On Monday, Wagatwe Wanjuki posted a tweet about what it’s like to be a rape survivor.

The 27-year-old took to Twitter after reading a June 6 Washington Post column buy conservative writer George Will. The column suggested there was no campus rape epidemic and that women were lying about being victims of sexual assault.

Wanjuki responded in a series of tweets:

Where’s my survivor privilege? Was expelled & have $10,000s of private student loans used to attend school that didn’t care I was raped.

— Wagatwe Wanjuki (@wagatwe) June 9, 2014

The #survivorprivilege of being too scared to leave my dorm for fear of running into my perp.

— Wagatwe Wanjuki (@wagatwe) June 9, 2014

From Huffington Post:

Wanjuki’s hashtag #SurvivorPrivilege went on to trend widely among people sharing their experiences as survivors of sexual violence. Their voices became part of a widespread backlash against The Washington Post for publishing Will’s column.

“It was mind-boggling that someone would think there’s anything to gain by coming forward as a survivor,” Wanjuki told The Huffington Post. Survivors face ridicule, attacks and threats, she said, and it’s “just not a pleasant experience.”

Read more at Huffington Post

Wanjuki has been vocal about her rape since 2009 when she was a student at Tufts University in Massachusetts. She says she was repeatedly sexually assaulted by a man she was seeing, but the university told her they didn’t have to take action. This was before the U.S. Department of Education’s Title IX decision.

Wanjuki held demonstrations, becoming vocal in expressing her views that the school mishandled her case. Her grades started slipping, but not enough to land her on academic probation. In 2009. the Dean of Undergraduate Education, who also happened to be Wanjuki’s assailant’s academic adviser, told her she would have to withdraw from the university due to academic concerns.
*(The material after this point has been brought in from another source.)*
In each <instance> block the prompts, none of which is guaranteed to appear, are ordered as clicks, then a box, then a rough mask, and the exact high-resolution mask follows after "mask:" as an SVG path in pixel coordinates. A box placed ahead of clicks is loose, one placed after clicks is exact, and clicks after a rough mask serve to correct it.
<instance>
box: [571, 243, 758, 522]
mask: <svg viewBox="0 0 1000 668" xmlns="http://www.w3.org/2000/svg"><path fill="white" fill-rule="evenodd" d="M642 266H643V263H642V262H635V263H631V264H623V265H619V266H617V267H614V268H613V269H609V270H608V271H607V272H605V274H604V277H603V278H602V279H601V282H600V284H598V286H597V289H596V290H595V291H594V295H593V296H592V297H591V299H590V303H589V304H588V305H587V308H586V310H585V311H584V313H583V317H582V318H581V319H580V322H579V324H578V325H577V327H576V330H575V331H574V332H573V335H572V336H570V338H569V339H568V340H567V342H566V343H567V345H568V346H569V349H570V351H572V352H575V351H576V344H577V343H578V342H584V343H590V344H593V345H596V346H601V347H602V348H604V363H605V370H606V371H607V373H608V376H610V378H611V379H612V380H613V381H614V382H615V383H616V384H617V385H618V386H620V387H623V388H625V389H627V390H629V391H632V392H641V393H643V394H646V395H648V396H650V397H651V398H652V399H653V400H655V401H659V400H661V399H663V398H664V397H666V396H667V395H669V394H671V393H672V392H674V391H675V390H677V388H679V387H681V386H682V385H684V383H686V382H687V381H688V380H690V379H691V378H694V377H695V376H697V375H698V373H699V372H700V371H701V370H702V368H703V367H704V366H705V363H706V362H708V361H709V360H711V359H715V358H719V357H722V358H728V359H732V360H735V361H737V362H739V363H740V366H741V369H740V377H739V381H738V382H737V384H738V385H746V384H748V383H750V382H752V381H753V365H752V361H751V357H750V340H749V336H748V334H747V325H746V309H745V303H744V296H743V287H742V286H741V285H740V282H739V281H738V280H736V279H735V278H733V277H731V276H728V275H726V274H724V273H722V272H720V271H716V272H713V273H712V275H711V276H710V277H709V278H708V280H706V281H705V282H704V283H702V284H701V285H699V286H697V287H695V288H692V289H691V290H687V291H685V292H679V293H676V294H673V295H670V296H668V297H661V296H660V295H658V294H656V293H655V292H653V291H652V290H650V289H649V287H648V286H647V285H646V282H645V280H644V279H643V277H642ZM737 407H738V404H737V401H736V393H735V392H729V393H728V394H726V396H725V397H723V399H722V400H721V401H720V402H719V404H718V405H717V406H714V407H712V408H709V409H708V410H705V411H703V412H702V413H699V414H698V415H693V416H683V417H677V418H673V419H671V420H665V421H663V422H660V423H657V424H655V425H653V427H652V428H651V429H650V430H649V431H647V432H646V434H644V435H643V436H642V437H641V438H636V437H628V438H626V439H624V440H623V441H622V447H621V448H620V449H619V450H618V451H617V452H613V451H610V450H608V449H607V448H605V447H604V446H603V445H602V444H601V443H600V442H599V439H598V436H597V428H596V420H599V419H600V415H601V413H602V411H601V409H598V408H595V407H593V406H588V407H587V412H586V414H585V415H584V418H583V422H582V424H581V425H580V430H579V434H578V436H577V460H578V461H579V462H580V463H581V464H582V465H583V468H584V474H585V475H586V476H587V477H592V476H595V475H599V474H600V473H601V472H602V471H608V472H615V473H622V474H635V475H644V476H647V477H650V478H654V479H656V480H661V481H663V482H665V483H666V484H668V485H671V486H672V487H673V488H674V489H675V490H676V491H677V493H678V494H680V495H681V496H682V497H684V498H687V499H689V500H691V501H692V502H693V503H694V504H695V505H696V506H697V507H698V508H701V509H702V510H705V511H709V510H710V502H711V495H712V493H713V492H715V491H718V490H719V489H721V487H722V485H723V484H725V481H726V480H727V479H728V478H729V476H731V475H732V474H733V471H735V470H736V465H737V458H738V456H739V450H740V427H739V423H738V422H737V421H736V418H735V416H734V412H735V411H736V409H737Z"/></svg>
She was less than a year from graduating at the time.

In April of this year, the Education Department’s Office for Civil Rights concluded that Tufts’ sexual misconduct policies violated Title IX. The department used a separate case for that decision.

We have to continue to call attention to the stories of women who have been sexually violated. Too many times, they are subjects of victim blaming.

Mad respect to Wanjuki for advocating for not just her rights, but those of all women.